Он долго смотрел на меня широко раскрытыми глазами, лишившись дара речи от крайнего изумления.
– А герцог? – с трудом выговорил он, проглатывая слюну.
– Вот уже двадцать четыре часа, как герцог находится в аду.
– Он умер? – спросил Козимо еле слышно.
– Умер, – ответил я.
Он облокотился о перила моста. Руки его бессильно повисли, в одной он машинально крошил и мял папский пергамент. Однако через некоторое время он слегка приободрился. Он обдумал ситуацию и решил, что его положение не так уж сильно ухудшилось.
– И тем не менее, – настаивал на своем Козимо, – на что ты можешь надеяться? Даже Император должен склонить голову перед этим, – он похлопал рукой по пергаменту. – Я требую, чтобы мне вернули мою жену, и мое требование подтверждается прямым указанием папы. Неужели ты так безумен, думая, что Карл Пятый откажется его подтвердить?
– Возможно, что у Карла Пятого сложился несколько иной взгляд на твою женитьбу, чем тот, который, по всей видимости, имеется на этот предмет у его святейшества. Ведь Император судил на основании некоего меморандума, в котором изложены все обстоятельства этого дела. Я советую тебе безотлагательно явиться в Пьяченцу, к наместнику Императора. Здесь ты только попусту теряешь время.
Он сложил губы, слегка причмокнув. Наконец взгляд его, скользнув, остановился на Бьянке, которая стояла возле меня, несколько отступив назад.
– Позволь мне обратиться к тебе, монна Бьянка… – начал он.
Но я мгновенно встал между ними.
– Неужели ты совсем уж лишился стыда? – зарычал я. – Настолько, что осмеливаешься обратиться к ней, ты мерзкий сводник, шакал, пожиратель праха? Убирайся вон, а не то я велю поднять мост и разделаюсь здесь с тобой самолично, наплевав на папу, Императора и всех прочих, которых ты вздумаешь позвать на помощь. Убирайся отсюда, и немедленно!

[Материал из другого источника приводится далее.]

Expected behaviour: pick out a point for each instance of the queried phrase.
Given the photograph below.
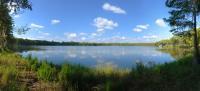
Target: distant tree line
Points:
(27, 42)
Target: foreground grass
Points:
(17, 73)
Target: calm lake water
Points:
(94, 56)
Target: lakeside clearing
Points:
(30, 74)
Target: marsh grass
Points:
(181, 75)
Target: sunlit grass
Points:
(181, 75)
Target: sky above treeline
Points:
(95, 20)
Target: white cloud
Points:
(123, 38)
(70, 35)
(46, 34)
(137, 30)
(83, 38)
(16, 16)
(94, 34)
(82, 34)
(140, 28)
(143, 26)
(114, 9)
(55, 21)
(150, 37)
(160, 22)
(35, 26)
(102, 24)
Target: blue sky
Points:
(95, 20)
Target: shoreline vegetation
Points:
(22, 74)
(27, 42)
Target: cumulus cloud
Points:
(103, 24)
(55, 21)
(137, 30)
(150, 37)
(143, 26)
(160, 22)
(114, 9)
(35, 26)
(16, 16)
(70, 35)
(140, 28)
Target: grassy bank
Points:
(28, 73)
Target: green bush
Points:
(46, 72)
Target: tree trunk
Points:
(196, 42)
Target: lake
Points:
(94, 56)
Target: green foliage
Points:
(26, 42)
(46, 72)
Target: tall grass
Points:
(181, 75)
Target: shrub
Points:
(46, 72)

– Ты мне за это заплатишь! – прорычал он. – Клянусь Богом, ты за это заплатишь!
С этими словами он удалился, опасаясь, что я приведу в исполнение свою угрозу.
Однако Бьянка дрожала от страха.
– Он не зря тебе угрожает, он сделает все, чтобы настоять на своем! – воскликнула она, как только мы снова оказались во дворе замка. – Император не сможет отрицать, что его требования справедливы. Не может! Не может! О, Агостино, это конец. Подумать только, в какое ужасное положение я тебя поставила.
Я утешал ее. Говорил ей мужественные слова. Клялся защищать замок до последнего – пусть камня на камне от него не останется, я все равно не сдам его неприятелю! Однако на душе у меня было скверно, меня терзали дурные предчувствия.